Aqueous hydrobromic acid will react with solid sodium hydroxide to produce aqueous sodium bromide and liquid water. Suppose 61. g of hydrobromic acid is mixed with 41.1 g of sodium hydroxide. Calculate the maximum mass of water that could be produced by the chemical reaction

This is a Limiting Reagent (LR) problem. You know that because amounts are given for BOTH reactants.

1. Write and balance the equation.
2. Convert HBr to mols. mols = grams/molar mass = ?
3. Convert NaOH to mols. mols = grams/molar mass = ?
4. Using the coefficients in the balanced equation, convert mols HBr to mols H2O.
5. Do the same and convert mols NaOH to mols H2O.
6. I is likely that the values for mols H2O in steps 4 and 5 will not agree. The correct answer in LR problems is ALWAYS the smaller value and the reagent responsible for that value is the LR.
7. Finally, convert mols H2O to grams. grams = mols x molar mass = ?

14g

To determine the maximum mass of water that could be produced, we need to determine the limiting reactant first.
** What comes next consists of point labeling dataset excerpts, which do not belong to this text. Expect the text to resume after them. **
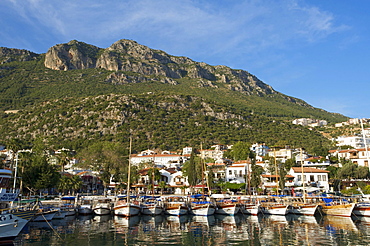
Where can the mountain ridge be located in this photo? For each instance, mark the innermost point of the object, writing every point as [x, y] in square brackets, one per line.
[80, 77]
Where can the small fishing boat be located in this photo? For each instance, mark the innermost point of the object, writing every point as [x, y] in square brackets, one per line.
[302, 206]
[175, 205]
[85, 206]
[362, 209]
[12, 219]
[337, 207]
[102, 206]
[274, 207]
[125, 207]
[225, 205]
[68, 205]
[151, 205]
[249, 205]
[201, 205]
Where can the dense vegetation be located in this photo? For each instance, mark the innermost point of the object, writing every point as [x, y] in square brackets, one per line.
[77, 107]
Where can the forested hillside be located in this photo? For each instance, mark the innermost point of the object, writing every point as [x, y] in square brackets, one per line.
[77, 94]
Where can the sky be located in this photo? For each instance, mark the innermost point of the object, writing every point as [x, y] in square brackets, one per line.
[314, 50]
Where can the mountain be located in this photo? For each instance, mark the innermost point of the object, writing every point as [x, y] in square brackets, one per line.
[81, 93]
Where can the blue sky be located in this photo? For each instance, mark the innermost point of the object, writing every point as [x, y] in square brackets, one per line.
[315, 50]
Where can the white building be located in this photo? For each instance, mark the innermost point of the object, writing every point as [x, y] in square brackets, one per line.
[236, 173]
[260, 149]
[165, 159]
[354, 141]
[187, 150]
[312, 177]
[360, 157]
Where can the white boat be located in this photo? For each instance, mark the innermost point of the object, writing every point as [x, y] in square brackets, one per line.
[151, 206]
[302, 206]
[274, 206]
[249, 205]
[85, 206]
[60, 214]
[69, 205]
[225, 205]
[45, 214]
[362, 209]
[275, 209]
[102, 206]
[175, 205]
[337, 207]
[305, 209]
[200, 205]
[126, 207]
[12, 220]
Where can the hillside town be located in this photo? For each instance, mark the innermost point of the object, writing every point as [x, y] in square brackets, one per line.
[306, 171]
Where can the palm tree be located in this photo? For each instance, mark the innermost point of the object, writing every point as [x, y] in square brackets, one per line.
[162, 185]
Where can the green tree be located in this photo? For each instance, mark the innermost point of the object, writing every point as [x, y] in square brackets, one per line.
[240, 151]
[192, 170]
[108, 158]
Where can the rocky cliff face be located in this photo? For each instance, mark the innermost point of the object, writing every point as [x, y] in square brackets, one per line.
[9, 55]
[145, 64]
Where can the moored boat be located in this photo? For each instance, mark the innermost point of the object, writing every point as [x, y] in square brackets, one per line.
[12, 219]
[124, 207]
[85, 206]
[226, 205]
[102, 206]
[175, 205]
[337, 207]
[151, 205]
[362, 209]
[200, 205]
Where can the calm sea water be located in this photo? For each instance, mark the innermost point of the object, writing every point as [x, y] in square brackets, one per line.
[195, 230]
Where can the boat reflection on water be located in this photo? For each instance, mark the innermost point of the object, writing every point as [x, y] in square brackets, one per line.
[125, 222]
[152, 222]
[339, 223]
[203, 220]
[177, 223]
[200, 230]
[276, 219]
[228, 222]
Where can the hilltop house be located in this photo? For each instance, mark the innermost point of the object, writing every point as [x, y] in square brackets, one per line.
[312, 177]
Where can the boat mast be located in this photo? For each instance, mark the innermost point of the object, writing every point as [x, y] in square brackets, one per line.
[363, 136]
[304, 191]
[129, 173]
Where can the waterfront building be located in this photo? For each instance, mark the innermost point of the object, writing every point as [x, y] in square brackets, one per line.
[312, 177]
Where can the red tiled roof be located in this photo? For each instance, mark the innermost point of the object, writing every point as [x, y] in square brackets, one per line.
[308, 170]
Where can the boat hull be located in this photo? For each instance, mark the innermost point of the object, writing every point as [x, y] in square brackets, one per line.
[343, 210]
[126, 210]
[250, 209]
[203, 209]
[10, 226]
[151, 210]
[362, 210]
[227, 209]
[176, 210]
[275, 209]
[305, 209]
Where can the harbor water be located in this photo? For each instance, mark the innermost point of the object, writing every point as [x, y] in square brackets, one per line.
[198, 230]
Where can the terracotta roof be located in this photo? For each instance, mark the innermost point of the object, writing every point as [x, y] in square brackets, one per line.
[274, 176]
[308, 170]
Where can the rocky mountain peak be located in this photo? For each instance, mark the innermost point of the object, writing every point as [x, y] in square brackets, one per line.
[9, 55]
[145, 64]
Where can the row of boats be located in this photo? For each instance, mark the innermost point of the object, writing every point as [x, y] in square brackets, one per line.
[203, 205]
The limiting reactant is the one that is completely consumed and determines the amount of product that can be formed.

Let's find the moles of each reactant:

1. Hydrobromic acid (HBr):
- Mass of HBr: 61.0 g
- Molar mass of HBr: 1.01 g/mol (H) + 79.90 g/mol (Br) = 80.91 g/mol
- Moles of HBr = Mass / Molar mass = 61.0 g / 80.91 g/mol = 0.755 mol

2. Sodium hydroxide (NaOH):
- Mass of NaOH: 41.1 g
- Molar mass of NaOH: 22.99 g/mol (Na) + 16.00 g/mol (O) + 1.01 g/mol (H) = 39.99 g/mol
- Moles of NaOH = Mass / Molar mass = 41.1 g / 39.99 g/mol = 1.03 mol

To determine the stoichiometry of the reaction, we compare the coefficients of the balanced equation:

HBr + NaOH -> NaBr + H2O

From the balanced equation, we can see that the ratio of HBr to NaOH is 1:1. So, for complete reaction:
- Moles of HBr = 0.755 mol
- Moles of NaOH = 0.755 mol

Since the mole ratio of HBr to NaOH is 1:1, HBr is the limiting reactant because it will be completely consumed, leaving some excess NaOH.
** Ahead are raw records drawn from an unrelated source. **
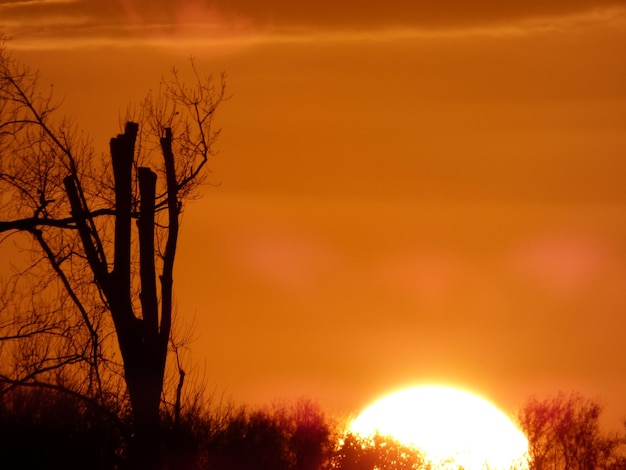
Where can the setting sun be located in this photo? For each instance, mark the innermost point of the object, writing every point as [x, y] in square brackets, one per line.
[447, 425]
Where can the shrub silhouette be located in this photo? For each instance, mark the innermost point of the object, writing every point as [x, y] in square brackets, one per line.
[43, 428]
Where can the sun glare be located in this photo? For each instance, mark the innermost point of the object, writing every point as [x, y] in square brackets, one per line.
[447, 425]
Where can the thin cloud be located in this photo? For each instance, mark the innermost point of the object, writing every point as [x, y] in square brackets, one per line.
[49, 24]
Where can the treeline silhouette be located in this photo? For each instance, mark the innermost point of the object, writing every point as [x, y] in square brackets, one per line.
[49, 428]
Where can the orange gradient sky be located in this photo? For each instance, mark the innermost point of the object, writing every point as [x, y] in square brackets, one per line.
[406, 192]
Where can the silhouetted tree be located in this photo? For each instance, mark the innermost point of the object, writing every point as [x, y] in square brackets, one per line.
[91, 271]
[564, 434]
[377, 453]
[297, 437]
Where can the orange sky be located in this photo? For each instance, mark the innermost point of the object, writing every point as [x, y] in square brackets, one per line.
[408, 192]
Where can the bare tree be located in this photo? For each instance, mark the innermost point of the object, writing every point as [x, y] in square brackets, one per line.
[92, 274]
[564, 433]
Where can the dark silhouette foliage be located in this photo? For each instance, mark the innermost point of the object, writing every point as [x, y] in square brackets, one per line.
[564, 433]
[47, 428]
[376, 453]
[297, 437]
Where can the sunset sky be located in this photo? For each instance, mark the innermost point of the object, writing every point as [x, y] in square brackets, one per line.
[405, 191]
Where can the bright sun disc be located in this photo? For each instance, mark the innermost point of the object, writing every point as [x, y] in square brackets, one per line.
[447, 424]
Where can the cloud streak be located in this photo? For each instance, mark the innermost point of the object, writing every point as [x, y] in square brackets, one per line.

Now, let's find the moles of water produced:
- Moles of H2O = Moles of HBr = 0.755 mol

Finally, we can calculate the mass of water produced:

1. Molar mass of water (H2O): 1.01 g/mol (H) + 16.00 g/mol (O) = 17.01 g/mol

2. Mass of water produced = Moles of H2O × Molar mass of water
= 0.755 mol × 17.01 g/mol
= 12.86355 g

Therefore, the maximum mass of water that could be produced is approximately 12.9 g.

To find the maximum mass of water that can be produced, we need to determine the limiting reactant, which is the reactant that is completely consumed in the reaction and determines the maximum amount of product that can be formed.
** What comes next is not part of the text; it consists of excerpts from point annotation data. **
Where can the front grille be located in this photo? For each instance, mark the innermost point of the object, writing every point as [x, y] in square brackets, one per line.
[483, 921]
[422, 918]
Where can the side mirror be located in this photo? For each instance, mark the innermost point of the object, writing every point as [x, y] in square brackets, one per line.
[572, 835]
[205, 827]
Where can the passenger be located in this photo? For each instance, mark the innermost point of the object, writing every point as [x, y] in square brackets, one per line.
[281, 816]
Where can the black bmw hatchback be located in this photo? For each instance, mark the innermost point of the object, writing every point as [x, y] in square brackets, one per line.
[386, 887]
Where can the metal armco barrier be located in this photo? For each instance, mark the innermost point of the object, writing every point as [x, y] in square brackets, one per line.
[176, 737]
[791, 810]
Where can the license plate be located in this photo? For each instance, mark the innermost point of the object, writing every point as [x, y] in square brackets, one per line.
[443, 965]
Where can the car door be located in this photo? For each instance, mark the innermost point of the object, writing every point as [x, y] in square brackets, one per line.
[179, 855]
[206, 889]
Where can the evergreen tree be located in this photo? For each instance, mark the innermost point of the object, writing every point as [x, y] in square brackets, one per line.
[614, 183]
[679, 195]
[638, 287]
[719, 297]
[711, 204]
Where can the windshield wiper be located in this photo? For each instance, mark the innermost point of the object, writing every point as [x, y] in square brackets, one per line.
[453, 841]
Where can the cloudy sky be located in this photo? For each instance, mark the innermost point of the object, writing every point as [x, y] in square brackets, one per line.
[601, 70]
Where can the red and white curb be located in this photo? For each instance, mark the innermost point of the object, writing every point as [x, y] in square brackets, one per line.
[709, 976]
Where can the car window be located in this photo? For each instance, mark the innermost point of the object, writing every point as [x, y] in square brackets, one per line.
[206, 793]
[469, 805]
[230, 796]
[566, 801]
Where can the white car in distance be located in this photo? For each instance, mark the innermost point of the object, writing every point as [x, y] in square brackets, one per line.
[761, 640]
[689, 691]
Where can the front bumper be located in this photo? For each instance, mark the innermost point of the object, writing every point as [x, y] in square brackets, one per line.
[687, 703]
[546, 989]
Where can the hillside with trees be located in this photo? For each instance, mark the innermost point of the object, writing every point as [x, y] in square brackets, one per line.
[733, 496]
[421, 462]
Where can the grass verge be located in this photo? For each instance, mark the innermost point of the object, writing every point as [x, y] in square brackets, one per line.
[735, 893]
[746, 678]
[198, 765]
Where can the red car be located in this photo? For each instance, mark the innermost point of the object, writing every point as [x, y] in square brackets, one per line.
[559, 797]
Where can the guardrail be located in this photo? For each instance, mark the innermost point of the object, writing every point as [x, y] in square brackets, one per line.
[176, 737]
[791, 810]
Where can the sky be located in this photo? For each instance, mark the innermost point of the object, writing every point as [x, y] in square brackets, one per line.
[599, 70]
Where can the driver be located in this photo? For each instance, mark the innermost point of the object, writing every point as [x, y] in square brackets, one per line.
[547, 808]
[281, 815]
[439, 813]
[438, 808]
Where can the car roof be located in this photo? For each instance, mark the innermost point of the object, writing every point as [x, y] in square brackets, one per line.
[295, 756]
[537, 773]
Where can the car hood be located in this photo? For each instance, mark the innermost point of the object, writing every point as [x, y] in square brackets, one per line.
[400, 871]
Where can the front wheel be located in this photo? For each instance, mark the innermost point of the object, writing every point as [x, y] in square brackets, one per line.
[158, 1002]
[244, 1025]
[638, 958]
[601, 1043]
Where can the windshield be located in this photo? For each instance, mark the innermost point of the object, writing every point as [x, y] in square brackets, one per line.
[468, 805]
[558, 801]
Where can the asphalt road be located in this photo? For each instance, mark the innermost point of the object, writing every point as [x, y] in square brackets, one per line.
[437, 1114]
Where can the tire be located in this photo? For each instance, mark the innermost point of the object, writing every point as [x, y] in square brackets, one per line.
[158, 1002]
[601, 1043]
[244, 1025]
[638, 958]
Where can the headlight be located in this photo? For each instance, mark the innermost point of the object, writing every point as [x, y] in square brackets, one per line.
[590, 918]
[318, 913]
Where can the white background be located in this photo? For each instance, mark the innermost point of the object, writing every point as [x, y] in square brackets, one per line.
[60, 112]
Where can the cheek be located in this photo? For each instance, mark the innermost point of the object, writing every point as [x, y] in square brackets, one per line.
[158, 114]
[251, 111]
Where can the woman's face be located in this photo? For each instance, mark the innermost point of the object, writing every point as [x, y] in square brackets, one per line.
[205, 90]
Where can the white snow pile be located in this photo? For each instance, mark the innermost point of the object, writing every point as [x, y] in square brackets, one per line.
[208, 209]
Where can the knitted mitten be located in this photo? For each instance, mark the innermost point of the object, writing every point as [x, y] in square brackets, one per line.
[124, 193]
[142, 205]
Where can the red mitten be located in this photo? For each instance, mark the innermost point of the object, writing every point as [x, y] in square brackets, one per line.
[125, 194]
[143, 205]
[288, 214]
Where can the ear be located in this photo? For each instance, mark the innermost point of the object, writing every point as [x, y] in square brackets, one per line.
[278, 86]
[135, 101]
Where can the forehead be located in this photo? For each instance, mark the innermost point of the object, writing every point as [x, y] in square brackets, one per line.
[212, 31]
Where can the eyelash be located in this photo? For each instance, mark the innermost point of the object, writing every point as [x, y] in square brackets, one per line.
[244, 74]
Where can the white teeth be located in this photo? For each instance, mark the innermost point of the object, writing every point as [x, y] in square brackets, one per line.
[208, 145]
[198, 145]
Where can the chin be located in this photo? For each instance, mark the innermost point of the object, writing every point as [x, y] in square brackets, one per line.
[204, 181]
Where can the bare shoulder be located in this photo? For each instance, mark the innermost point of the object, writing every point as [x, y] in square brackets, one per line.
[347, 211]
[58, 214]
We'll start by calculating the number of moles of each reactant:

1. Calculate the number of moles of hydrobromic acid (HBr):
- Use the formula: number of moles = mass / molar mass
- The molar mass of hydrobromic acid (HBr) is approximately 80.91 g/mol.
- Therefore, the number of moles of HBr is: 61. g / 80.91 g/mol = 0.754 mol

2. Calculate the number of moles of sodium hydroxide (NaOH):
- Use the same formula: number of moles = mass / molar mass
- The molar mass of sodium hydroxide (NaOH) is approximately 40.00 g/mol.
- Therefore, the number of moles of NaOH is: 41.1 g / 40.00 g/mol = 1.03 mol

Now, we need to determine the stoichiometry of the reaction to find the balanced equation:
- Based on the balanced equation: 2HBr + 2NaOH -> 2NaBr + H2O
- This means that for every 2 moles of HBr, we need 2 moles of NaOH to completely react.

Next, we'll compare the mole ratios of HBr and NaOH. Since the mole ratio is 2:2, which reduces to 1:1, we have the same number of moles for both reactants. Therefore, the reaction is balanced.

Now, to determine the maximum mass of water produced, we need to calculate the number of moles of water produced. From the balanced equation, we see that every 2 moles of HBr produces 1 mole of water.

Since the mole ratio of HBr and water is 2:1, and the number of moles of HBr is 0.754 mol, the maximum number of moles of water that can be produced is 0.754 mol / 2 = 0.377 mol.

Finally, we calculate the maximum mass of water produced using the formula:

mass = number of moles × molar mass

The molar mass of water (H2O) is approximately 18.02 g/mol.

Therefore, the maximum mass of water that could be produced is: 0.377 mol × 18.02 g/mol ≈ 6.8 g.

So, the maximum mass of water produced by the reaction is approximately 6.8 grams.